The Israeli Air Force claims to have destroyed more than 300 Iranian transporter erector launchers (TELs) since the beginning of the U.S.-Israeli military campaign against Iran. The so-called "TEL hunting" mission - locating and destroying mobile missile launchers before they can fire - has historically been one of the most difficult tasks in modern warfare, with efforts during Operation Desert Storm and Operation Iraqi Freedom producing "limited results," according to missile technology researcher Fabian Hoffmann.
Israel's air campaign against Iran last year "arguably marked the first instance of an air interdiction campaign successfully targeting enemy TELs at scale," missile technology researcher Fabian Hoffmann writes in his Missile Matters analysis, as reported by "Hvylya". That success now appears to be repeating itself on an even larger scale.

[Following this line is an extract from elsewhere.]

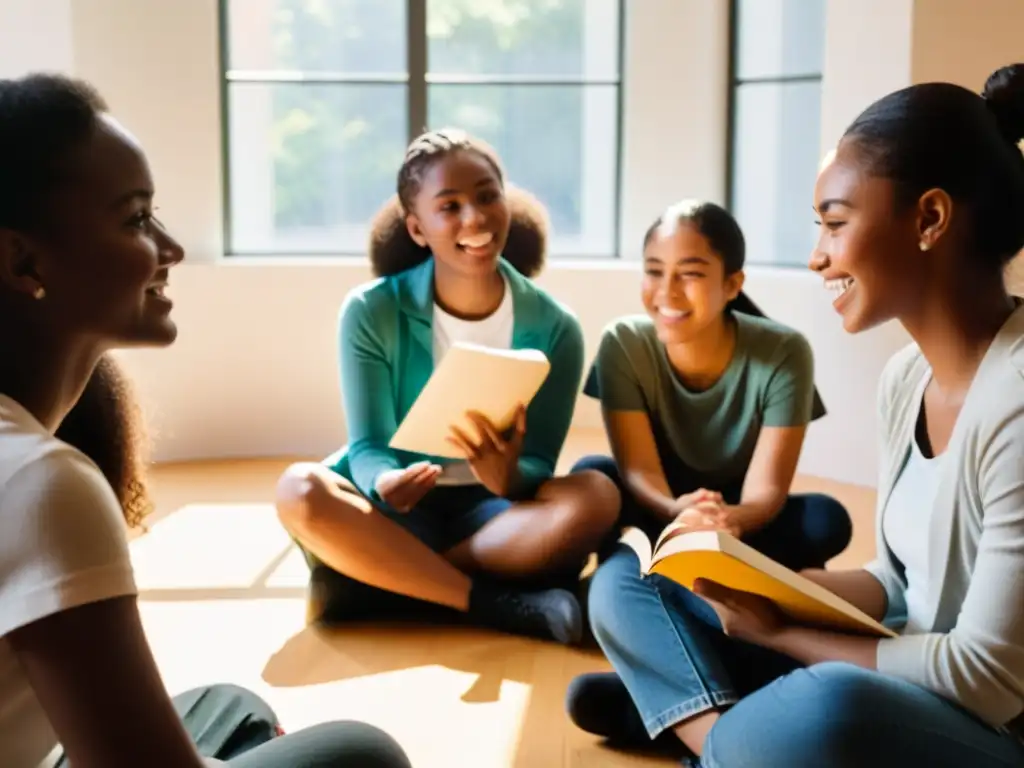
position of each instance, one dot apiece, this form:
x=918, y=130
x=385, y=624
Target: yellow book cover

Dozens of videos published by official U.S. and Israeli channels show the destruction of Iranian mobile launchers. Hoffmann attributes the success to "pre-war intelligence on TEL storage bases and dispersal routes" combined with what he describes as a "presumed large number of medium- and high-altitude UAVs operating above Iran with near impunity, providing continuous surveillance."
The central military dynamic in the conflict, according to Hoffmann, is a "race to the bottom" - Iran is trying to deplete allied missile defense arsenals while inflicting damage, while the U.S. and Israel are working to destroy Iranian launchers before they can fire. On 28 February, Operation Epic Fury commenced with large-scale strikes against Iranian military, command, missile, and infrastructure targets.
The effectiveness of the TEL hunt appears to have had a direct impact on Iran's ability to sustain missile operations. Iranian ballistic missile launches have appeared "more unevenly spaced, significantly smaller in scale, and less coordinated" compared to the 12-Day War, Hoffmann notes. He attributes this to degraded TEL availability and disrupted command and control, forcing Iran to rely on "increasingly small units operating under forward-delegated authority."